Here’s a headline from Forbes
Facebook More Addictive Than Cigarettes,
Study Says
Cigarettes and alcohol may not be the most addicting drugs on the market, according to a recent study.The study in question is “Getting Beeped With the Hand In The Cookie Jar: Sampling Desire, Conflict, and Self-Control in Everyday Life” by Wilhelm Hofmann, Kathleen D. Vohs, and Roy F. Baumeister, presented at a recent Society for Personality and Social Psychology conference. They had subjects (N=205) wear beepers and report on their desires.
A team from the University of Chicago's business school has suggested everyone's suspicion: social networking is addictive. So addictive that constantly using sites like Facebook and Twitter may be a harder vice to kick than smoking and drinking. [emphasis added]
I found out about it in a Society Pages research round-up (here).

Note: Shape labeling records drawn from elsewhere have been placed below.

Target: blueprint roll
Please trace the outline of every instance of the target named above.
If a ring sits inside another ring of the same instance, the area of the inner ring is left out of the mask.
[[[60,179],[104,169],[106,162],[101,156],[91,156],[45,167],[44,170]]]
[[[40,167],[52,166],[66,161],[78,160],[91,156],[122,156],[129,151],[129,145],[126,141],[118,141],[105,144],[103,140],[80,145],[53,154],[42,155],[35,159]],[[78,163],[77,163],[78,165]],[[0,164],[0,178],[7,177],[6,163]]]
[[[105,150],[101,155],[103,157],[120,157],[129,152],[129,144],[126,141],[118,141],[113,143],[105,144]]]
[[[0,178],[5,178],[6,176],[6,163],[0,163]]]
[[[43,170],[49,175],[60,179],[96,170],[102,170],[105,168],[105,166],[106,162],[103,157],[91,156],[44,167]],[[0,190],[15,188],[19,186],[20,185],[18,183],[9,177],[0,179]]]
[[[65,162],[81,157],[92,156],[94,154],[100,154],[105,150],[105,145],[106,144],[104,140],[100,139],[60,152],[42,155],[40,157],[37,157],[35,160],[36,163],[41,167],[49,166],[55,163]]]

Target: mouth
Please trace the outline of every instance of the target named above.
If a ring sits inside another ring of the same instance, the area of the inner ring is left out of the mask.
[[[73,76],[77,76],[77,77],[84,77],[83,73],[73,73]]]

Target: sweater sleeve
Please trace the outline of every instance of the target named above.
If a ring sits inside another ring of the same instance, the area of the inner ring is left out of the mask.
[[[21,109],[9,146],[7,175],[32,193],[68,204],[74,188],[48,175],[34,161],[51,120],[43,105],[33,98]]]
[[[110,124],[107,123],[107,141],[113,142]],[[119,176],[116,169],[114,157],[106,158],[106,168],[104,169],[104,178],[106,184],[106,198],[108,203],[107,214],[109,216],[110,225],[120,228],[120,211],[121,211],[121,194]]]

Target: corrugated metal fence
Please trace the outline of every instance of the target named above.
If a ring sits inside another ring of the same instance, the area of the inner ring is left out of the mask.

A study of 205 adults found that their desires for sleep and sex were the strongest, but the desire for media and work were the hardest to resist. Surprisingly, participants expressed relatively weak levels of desire for tobacco and alcohol. This implies that it is more difficult to resist checking Facebook or e-mail than smoking a cigarette, taking a nap, or satiating sexual desires.Of course it’s more difficult. But the difficulty has almost nothing to do with the power of the internal desire and everything to do with the external situation, as The Society Pages (a sociology front organization) should well know. In a classroom, a restaurant, a church, on the street, in an elevator – just about anywhere – you can quietly glance down at your smartphone and check your e-mail or Facebook page. But to indulge in smoking, sleeping, and “satiating sexual desires,” you have to be willing to violate some serious norms and even laws.
It’s not about which desires are difficult to resist. It’s about which desires are easy to indulge. The study tells us not about the strength of psychological desires but the strength of social norms. You can whip out your Blackberry, and nobody blinks. But people might react more strongly if you whipped out, you know, your Marlboros.